Weakly Supervised Sampling
Weak supervision is a technique to generate training samples at scale programmatically. The goal is to leverage higher-level or noisier inputs to generate larger-scale training sets. A few common techniques to achieve this include the use of cheaper annotators, programmatic scripts, or using heuristics from subject-matter experts.
Weak supervision techniques have become more accessible with the development of open-source tools, like Stanford’s Snorkel that quickly assembles training data through weak supervision and MIT’s cleanlab in python, a package for machine learning with noisy labels.
Generating synthetic data
Most of the data used by AI will be artificially generated by 2024, predicts Gartner in its report for Generative AI. The report even predicts that one would not be able to build high-quality AI without synthetic data.
The burgeoning field of synthetic data generation has seen exponential growth in recent years. The nascent technology has been an area of active research, as evidenced by the release of tools like Microsoft‘s SmartNoise and IBM’s Data Fabrication tools. It has also seen increasing adoption by companies with a voracious appetite for data, including Amazon Go’s cashier-less store that was trained on a synthetic dataset.

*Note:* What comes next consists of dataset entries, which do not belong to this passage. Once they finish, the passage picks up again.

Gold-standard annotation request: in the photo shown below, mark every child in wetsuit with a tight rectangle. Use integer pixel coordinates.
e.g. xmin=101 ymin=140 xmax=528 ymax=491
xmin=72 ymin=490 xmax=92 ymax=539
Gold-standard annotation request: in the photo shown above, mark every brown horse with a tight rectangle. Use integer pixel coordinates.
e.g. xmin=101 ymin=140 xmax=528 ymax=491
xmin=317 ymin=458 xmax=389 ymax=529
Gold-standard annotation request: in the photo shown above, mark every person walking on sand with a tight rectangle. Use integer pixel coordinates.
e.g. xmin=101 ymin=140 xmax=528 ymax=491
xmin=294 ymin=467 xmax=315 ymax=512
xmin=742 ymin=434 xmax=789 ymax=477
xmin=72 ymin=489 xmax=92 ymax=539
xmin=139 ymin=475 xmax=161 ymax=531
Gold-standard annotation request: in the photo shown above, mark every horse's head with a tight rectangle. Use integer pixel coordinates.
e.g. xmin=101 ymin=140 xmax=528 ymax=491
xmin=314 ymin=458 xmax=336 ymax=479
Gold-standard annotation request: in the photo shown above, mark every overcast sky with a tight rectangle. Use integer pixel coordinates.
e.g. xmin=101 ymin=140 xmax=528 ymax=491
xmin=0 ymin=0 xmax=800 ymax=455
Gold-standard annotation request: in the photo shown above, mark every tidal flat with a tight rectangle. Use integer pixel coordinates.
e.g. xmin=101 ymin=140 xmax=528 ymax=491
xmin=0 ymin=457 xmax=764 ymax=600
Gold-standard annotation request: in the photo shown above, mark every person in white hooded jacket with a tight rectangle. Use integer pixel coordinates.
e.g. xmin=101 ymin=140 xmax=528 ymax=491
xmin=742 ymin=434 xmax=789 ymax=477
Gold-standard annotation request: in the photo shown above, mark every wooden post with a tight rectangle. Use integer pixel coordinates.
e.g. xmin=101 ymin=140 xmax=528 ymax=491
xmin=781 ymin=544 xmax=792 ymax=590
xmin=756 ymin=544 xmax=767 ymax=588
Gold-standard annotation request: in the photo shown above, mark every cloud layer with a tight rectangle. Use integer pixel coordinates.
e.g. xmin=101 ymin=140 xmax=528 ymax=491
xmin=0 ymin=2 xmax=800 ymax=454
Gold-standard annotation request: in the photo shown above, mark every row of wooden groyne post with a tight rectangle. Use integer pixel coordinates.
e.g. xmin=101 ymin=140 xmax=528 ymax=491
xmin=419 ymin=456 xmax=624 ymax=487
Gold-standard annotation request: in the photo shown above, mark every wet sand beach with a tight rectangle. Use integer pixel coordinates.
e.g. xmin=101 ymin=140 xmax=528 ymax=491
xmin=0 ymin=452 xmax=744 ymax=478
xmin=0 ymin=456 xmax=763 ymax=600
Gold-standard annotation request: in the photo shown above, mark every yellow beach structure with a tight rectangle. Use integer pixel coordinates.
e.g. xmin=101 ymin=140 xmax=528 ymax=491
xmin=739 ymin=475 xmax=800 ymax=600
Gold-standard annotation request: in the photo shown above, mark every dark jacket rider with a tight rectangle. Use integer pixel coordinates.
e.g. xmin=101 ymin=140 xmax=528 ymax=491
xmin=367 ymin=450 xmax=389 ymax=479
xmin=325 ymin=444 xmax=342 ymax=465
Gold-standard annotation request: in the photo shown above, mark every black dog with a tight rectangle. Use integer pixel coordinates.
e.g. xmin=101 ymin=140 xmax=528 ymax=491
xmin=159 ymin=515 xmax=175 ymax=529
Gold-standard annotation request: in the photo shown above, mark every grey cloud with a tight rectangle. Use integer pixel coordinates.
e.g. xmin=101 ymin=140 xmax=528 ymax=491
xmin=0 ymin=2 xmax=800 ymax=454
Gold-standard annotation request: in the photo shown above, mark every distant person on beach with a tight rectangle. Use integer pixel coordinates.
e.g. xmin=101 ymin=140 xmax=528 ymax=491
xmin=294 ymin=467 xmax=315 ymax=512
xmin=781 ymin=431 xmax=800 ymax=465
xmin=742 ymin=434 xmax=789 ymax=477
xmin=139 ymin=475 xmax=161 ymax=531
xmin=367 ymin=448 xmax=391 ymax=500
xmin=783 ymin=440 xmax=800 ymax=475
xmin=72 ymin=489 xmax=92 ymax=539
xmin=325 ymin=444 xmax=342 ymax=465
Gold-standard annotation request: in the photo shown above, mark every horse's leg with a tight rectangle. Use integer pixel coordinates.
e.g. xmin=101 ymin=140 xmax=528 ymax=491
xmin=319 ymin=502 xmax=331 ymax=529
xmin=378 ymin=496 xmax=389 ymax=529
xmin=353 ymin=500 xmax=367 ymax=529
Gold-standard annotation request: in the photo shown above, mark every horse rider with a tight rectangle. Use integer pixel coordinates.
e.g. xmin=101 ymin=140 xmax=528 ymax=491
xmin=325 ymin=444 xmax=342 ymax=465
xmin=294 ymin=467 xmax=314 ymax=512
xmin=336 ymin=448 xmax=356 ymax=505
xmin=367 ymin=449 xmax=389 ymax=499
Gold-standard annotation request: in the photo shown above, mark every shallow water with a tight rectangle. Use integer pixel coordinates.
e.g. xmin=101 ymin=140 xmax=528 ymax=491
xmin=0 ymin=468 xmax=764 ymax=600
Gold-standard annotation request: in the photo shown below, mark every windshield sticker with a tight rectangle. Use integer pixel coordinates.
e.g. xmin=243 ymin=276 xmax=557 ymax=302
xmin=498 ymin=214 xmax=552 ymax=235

Nvdia’s synthetic dataset [Source]
Synthetic hands created using Datagen’s platform
Generally, the generation of synthetic data requires one to learn the target dataset’s underlying distribution, which can then be used to statistically sample new data. While low-dimensional tabular datasets can be created with open-source tools like python’s scikit-learn, high-dimensional data like audio or images can only be generated at scale using sophisticated architecture like generative adversarial networks (GANs), variational autoencoders (VAE), and autoregressive models.
If AI is the new electricity, then data is its fuel. Using hand-labeled data is like using coal to generate electricity. Behind coal’s deceivingly cheap price tag is the hidden cost of climate change in the long run; hand-labeled datasets are a convenient short-term option that potentially perpetuates existing bias, raises privacy concerns, and grows prohibitively expensive.